The harnessed version of the hidden-failure incident would have shown that the agent never ran the cross-browser e2e path. That does not automatically mean the patch is wrong, but it changes the review state from “done” to “missing required evidence.” Good instrumentation makes uncertainty visible early.
Harnessed version
The harnessed run produces a trace that can answer three questions: what did the agent know, what did it do, and why did it believe the task was complete? The answer should not require reading every token of the conversation. A compact run record, linked command outputs, and named decision events are enough.
For example, if the invite fix fails only in Firefox, the trace should show whether Firefox was in the required evidence list, whether the agent skipped it, whether the tool was unavailable, or whether the failure appeared after handoff. Each explanation points to a different harness fix. Missing evidence points to verification. Unavailable tooling points to runway. A skipped required command points to judging. A post-handoff regression points to release process.

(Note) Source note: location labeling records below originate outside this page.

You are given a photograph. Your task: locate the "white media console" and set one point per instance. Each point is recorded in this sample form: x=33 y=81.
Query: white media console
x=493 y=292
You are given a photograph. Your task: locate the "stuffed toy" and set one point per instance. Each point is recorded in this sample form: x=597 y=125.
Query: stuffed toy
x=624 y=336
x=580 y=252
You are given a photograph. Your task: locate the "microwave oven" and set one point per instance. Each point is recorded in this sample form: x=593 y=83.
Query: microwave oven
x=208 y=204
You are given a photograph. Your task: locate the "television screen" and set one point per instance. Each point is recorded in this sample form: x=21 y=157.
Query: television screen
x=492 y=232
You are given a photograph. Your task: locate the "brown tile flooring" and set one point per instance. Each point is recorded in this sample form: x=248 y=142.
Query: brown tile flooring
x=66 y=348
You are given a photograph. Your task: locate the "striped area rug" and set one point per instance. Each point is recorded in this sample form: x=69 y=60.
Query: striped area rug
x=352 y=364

Instrumentation is therefore not only observability for debugging code. It is observability for debugging the harness itself. Without it, teams argue from memory. With it, they can inspect the run.
At minimum, record the base commit, active behavior, context sources, commands run, changed files, skipped checks, and open risks. That small record is usually enough to decide whether a failure came from implementation, verification, context, or handoff.

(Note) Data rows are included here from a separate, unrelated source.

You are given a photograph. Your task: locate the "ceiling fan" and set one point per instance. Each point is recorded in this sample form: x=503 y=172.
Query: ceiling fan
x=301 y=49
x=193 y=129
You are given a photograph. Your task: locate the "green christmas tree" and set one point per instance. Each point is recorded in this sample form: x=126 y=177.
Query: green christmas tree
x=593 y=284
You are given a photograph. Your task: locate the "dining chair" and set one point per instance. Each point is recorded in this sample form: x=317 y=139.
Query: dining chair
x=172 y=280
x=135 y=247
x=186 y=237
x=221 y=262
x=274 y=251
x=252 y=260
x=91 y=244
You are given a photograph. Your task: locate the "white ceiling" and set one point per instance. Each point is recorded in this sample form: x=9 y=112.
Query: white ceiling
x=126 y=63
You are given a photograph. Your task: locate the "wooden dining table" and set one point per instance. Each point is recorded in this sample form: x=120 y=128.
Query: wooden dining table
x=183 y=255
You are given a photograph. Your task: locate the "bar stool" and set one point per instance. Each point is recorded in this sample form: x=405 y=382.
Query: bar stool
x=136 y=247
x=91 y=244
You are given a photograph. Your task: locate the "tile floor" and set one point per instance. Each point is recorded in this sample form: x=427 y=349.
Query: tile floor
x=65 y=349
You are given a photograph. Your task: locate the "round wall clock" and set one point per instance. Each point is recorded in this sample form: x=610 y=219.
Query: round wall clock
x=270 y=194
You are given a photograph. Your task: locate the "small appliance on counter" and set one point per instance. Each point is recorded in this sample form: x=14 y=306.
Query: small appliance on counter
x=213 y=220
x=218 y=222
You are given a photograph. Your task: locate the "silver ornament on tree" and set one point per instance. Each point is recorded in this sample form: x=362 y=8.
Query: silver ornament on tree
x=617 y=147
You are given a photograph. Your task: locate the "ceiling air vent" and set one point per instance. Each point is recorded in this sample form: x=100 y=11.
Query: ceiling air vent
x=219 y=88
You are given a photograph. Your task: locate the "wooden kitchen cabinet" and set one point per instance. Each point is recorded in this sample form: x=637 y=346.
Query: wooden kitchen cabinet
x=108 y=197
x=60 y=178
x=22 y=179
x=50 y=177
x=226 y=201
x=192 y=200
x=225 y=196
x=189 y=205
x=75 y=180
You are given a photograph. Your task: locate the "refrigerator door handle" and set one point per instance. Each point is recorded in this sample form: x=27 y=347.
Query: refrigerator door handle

If the record cannot support that diagnosis, the harness is still operating on trust instead of durable evidence.
Common mistakes
The first mistake is logging only final summaries. Summaries hide failed paths.
The second mistake is omitting failed commands. Failures are the most valuable signal.
The third mistake is saying “tests pass” without command names.
The fourth mistake is recording decisions without rejected alternatives.
Practical exercise
Design a run record for one coding-agent task. Include files inspected, commands run, failures, decisions, verification, and final status.
Then ask whether a reviewer could audit the patch without rerunning everything.
Key takeaways
- Coding-agent observability needs process signal.
- Commands and failures should be recorded explicitly.
- “Tests passed” is not enough.
- Decision artifacts make patches easier to review.
- Run records support debugging and handoff.
Further reading / source notes
- OpenTelemetry Signals for trace and event vocabulary.
- Honeycomb, “Observability Engineering” for debugging complex systems from rich events.